When the smoke cleared from his rifle, the sheriff’s eyes circled with sheer dread. The shots appeared to connect with the target, but the result produced no visible damage. The image maintained its form among the mist-shrouded peach trees.
Two more shots from the sheriff’s rifle fractured the silence—Bang—Bang, but the outcome was the same as before.
“Why won’t you die?” Ackerman bellowed. He pulled the trigger a third time, but the chamber clicked empty. In a fit, he threw down his weapon and surveyed the scene for an escape. He decided to retreat,
but he soon discovered that both of his legs were entangled beneath the mist.
“Whatever you are,” Ackerman snorted with defiance, “come and get me. I’m ready for you.”

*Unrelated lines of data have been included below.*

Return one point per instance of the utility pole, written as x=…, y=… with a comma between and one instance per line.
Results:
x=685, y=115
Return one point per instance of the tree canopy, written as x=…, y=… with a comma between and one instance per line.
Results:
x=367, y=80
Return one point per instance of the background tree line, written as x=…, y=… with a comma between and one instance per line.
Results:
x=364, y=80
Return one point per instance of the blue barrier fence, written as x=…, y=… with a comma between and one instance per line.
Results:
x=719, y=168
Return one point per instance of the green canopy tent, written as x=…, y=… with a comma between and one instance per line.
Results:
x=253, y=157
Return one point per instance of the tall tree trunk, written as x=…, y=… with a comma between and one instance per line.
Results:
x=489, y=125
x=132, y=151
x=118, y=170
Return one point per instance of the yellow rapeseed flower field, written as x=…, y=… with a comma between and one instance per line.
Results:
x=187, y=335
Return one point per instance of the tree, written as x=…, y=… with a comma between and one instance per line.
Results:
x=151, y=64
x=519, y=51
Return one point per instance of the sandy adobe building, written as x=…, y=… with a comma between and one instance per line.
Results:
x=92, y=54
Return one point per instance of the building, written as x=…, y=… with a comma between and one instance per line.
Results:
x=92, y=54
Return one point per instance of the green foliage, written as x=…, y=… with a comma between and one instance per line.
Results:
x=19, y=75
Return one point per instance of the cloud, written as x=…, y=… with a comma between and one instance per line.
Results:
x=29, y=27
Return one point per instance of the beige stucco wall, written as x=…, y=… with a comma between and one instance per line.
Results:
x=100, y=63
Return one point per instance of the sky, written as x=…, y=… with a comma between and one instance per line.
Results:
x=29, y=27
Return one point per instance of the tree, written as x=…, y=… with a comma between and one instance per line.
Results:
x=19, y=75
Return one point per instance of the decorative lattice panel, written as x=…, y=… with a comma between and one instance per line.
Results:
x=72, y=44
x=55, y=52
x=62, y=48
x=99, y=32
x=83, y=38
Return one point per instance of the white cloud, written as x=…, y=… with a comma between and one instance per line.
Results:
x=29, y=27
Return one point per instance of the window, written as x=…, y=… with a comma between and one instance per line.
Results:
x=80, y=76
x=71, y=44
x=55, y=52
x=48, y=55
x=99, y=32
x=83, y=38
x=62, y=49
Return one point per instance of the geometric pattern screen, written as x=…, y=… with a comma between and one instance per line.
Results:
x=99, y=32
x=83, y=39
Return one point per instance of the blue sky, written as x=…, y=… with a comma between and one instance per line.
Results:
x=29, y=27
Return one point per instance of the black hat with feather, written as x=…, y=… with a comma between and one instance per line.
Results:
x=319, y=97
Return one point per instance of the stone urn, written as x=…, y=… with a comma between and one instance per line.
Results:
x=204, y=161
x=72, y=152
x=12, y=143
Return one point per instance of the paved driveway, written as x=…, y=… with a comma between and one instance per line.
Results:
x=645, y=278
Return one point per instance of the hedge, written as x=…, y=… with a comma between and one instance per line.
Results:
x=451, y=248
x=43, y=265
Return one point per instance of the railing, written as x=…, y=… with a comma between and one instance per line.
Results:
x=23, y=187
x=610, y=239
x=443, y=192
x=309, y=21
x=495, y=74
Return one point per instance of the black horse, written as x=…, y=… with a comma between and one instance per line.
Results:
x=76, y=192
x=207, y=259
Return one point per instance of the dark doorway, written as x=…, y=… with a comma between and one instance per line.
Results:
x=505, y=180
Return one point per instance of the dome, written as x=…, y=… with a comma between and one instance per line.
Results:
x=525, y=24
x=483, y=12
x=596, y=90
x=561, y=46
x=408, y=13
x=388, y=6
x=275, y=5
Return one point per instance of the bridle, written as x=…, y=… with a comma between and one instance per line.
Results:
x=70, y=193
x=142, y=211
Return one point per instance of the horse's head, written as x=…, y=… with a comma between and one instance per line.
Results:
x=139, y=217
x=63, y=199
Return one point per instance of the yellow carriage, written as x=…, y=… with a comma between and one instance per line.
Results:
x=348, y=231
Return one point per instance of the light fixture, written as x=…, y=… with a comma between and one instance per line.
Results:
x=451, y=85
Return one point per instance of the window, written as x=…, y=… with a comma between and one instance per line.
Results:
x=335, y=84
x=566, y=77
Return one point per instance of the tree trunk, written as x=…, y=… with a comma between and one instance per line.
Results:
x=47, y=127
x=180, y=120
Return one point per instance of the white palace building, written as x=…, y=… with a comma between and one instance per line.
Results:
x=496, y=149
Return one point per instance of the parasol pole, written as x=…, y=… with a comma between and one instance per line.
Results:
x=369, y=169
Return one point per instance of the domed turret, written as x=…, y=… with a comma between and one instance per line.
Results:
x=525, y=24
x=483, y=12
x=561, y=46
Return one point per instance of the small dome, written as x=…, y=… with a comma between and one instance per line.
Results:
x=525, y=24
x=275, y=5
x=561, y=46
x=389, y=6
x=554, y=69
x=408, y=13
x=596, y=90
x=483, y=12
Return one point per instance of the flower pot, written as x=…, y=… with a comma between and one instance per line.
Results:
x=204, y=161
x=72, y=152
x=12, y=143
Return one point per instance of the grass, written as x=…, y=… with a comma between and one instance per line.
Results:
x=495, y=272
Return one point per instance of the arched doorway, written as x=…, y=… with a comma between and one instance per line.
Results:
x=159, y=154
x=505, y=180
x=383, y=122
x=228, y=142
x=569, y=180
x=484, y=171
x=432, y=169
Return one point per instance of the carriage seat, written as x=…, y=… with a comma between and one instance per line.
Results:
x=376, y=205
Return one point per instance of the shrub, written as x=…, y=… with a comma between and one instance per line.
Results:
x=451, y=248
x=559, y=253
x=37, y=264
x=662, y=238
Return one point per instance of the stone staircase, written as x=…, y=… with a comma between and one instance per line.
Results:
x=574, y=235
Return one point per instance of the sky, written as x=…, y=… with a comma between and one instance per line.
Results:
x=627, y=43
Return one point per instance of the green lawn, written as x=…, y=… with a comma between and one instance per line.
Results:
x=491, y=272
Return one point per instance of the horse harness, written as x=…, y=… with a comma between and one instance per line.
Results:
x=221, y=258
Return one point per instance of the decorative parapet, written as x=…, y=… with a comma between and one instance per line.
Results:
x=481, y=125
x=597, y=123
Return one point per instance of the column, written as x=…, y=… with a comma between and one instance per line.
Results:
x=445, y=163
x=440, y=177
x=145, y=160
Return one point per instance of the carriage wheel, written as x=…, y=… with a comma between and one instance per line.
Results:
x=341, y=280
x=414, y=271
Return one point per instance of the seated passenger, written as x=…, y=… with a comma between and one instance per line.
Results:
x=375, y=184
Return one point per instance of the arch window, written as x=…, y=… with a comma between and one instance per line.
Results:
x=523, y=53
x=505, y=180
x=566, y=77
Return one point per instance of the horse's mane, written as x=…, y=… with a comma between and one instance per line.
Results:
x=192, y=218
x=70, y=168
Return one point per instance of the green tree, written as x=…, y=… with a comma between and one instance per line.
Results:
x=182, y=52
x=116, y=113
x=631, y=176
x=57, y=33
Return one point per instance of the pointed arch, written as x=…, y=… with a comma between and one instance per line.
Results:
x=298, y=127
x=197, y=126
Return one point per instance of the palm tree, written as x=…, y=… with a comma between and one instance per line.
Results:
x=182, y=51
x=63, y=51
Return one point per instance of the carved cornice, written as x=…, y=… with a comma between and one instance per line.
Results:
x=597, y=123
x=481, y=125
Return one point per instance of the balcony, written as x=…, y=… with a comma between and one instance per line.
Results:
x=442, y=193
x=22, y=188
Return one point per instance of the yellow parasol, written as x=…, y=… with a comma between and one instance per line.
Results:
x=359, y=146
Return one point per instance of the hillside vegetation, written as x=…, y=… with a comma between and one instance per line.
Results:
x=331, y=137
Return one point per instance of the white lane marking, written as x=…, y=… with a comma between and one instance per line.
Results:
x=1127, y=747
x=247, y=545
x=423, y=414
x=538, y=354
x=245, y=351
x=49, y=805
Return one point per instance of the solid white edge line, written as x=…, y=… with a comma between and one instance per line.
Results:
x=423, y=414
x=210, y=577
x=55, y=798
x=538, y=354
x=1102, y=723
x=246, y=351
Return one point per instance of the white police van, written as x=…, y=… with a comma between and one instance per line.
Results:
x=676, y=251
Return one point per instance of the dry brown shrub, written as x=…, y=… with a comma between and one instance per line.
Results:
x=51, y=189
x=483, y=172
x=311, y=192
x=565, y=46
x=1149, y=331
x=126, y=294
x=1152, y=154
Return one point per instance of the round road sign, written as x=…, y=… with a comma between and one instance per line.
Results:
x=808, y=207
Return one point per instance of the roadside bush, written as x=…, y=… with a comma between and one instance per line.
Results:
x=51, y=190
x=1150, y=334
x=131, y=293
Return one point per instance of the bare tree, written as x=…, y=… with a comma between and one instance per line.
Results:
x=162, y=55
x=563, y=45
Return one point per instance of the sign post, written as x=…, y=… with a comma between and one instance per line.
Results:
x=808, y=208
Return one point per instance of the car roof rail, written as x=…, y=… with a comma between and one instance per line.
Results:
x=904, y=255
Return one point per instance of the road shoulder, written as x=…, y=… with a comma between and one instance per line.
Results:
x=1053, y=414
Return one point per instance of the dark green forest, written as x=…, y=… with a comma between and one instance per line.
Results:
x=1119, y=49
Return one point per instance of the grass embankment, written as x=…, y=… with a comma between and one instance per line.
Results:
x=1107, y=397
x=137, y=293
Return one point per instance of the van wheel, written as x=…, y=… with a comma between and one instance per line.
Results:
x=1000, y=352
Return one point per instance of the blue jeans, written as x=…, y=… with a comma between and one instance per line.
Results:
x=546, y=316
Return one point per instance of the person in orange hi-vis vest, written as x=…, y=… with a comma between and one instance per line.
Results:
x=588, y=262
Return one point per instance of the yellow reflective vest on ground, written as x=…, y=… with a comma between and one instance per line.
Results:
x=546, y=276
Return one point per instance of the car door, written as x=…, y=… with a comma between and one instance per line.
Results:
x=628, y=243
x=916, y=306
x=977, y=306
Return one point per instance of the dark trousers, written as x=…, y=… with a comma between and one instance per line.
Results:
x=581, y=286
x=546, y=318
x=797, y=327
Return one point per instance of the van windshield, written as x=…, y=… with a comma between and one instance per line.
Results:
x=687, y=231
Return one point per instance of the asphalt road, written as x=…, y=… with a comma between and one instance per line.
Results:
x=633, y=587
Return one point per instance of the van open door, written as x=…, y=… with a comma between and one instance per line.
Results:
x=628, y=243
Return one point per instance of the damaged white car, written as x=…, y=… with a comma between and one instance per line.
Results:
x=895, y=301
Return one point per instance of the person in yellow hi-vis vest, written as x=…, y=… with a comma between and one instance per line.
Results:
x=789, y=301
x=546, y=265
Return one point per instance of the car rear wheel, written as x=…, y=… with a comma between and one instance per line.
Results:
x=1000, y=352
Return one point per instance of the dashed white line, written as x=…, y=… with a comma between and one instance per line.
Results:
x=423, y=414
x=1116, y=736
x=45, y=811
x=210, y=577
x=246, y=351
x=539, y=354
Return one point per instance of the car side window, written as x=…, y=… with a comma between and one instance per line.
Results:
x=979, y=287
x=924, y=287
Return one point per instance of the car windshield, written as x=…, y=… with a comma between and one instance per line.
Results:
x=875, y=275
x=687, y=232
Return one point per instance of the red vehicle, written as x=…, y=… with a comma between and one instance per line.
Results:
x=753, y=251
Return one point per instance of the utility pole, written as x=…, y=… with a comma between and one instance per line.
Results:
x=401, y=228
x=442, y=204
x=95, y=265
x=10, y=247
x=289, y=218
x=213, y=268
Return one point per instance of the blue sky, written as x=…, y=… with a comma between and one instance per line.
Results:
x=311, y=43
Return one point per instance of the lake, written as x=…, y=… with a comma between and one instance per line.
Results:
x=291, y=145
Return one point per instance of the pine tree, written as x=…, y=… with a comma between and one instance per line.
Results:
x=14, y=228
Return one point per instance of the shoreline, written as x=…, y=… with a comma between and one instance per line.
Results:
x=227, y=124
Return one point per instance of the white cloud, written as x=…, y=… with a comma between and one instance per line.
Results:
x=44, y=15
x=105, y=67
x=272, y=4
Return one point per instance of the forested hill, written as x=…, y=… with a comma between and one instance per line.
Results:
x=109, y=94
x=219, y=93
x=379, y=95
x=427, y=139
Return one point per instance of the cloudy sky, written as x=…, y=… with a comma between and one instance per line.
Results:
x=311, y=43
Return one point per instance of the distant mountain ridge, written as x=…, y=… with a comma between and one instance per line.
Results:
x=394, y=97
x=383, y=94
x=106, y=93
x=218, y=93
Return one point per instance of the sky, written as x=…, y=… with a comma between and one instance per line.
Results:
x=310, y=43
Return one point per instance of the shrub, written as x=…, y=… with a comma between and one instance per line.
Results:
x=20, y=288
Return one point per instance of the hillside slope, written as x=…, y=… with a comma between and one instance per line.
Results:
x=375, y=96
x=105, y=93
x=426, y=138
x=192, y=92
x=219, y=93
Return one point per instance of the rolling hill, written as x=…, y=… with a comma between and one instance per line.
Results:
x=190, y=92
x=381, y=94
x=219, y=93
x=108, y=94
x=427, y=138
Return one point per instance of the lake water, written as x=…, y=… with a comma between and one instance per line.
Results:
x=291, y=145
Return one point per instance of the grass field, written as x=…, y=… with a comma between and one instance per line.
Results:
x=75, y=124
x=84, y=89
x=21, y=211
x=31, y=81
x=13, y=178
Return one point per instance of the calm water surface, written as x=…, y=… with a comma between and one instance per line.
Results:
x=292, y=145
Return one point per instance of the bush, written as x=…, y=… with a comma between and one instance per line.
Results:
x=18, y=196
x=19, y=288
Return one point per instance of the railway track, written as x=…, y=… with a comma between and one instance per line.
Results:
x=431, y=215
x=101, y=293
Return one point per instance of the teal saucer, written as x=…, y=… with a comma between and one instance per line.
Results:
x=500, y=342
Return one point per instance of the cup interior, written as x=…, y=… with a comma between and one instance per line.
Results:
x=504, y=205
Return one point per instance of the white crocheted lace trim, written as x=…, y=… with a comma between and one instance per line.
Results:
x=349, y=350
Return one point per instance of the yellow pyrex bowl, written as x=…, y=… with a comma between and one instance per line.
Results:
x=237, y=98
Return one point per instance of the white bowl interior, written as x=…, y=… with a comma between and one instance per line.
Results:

The image offered no direct reply to the sheriff’s challenge. But Ackerman soon heard a melody surging within his brain. He couldn’t determine from where the first sounds of the song emerged, but the voice was undeniably that of a child. Though he tried to block the song from his mind, the words became too impossible to ignore.
“Have you heard my whispers within the grove?
Look beneath the peach tree where nothing grows
To find a child who died in pain,
While a mother’s tears fell in vain.”
These same words repeated several times in the harmony of a child’s voice. Soon the song faded and the sweet whispery chant was replaced by the agonizing screams of a man being crushed and swallowed by the earth. After Ackerman was gone, the mist evaporated as if it had never been a part of this night. With the fog now dissipated and the soil satiated by its offerings, the child’s image gradually faded and all grew calm again. No mortal remnant of either man would ever be found.
Ben Murden sat silently on a cot inside his home. From his vantage point, he watched the crescent moon shining upon the woods. A thin line of silver clouds shrouded the moonlight. Murden listened to the crickets that only moments before had been quieted by the evening’s unrest. Despite the old man’s ailing health, he breathed easier at this hour. A feeling close to tranquility overwhelmed his senses. Now was the time to sleep, for he hadn’t experienced such a degree of serenity in more years than he could recall.
Sleep would bring him some comfort and perhaps give him enough strength to endure another day. Undoubtedly, each sunrise brought him closer to his end, but strangely, the conclusion of his days marked the beginning of another rebirth, and this he welcomed like no other gift known to the natural world.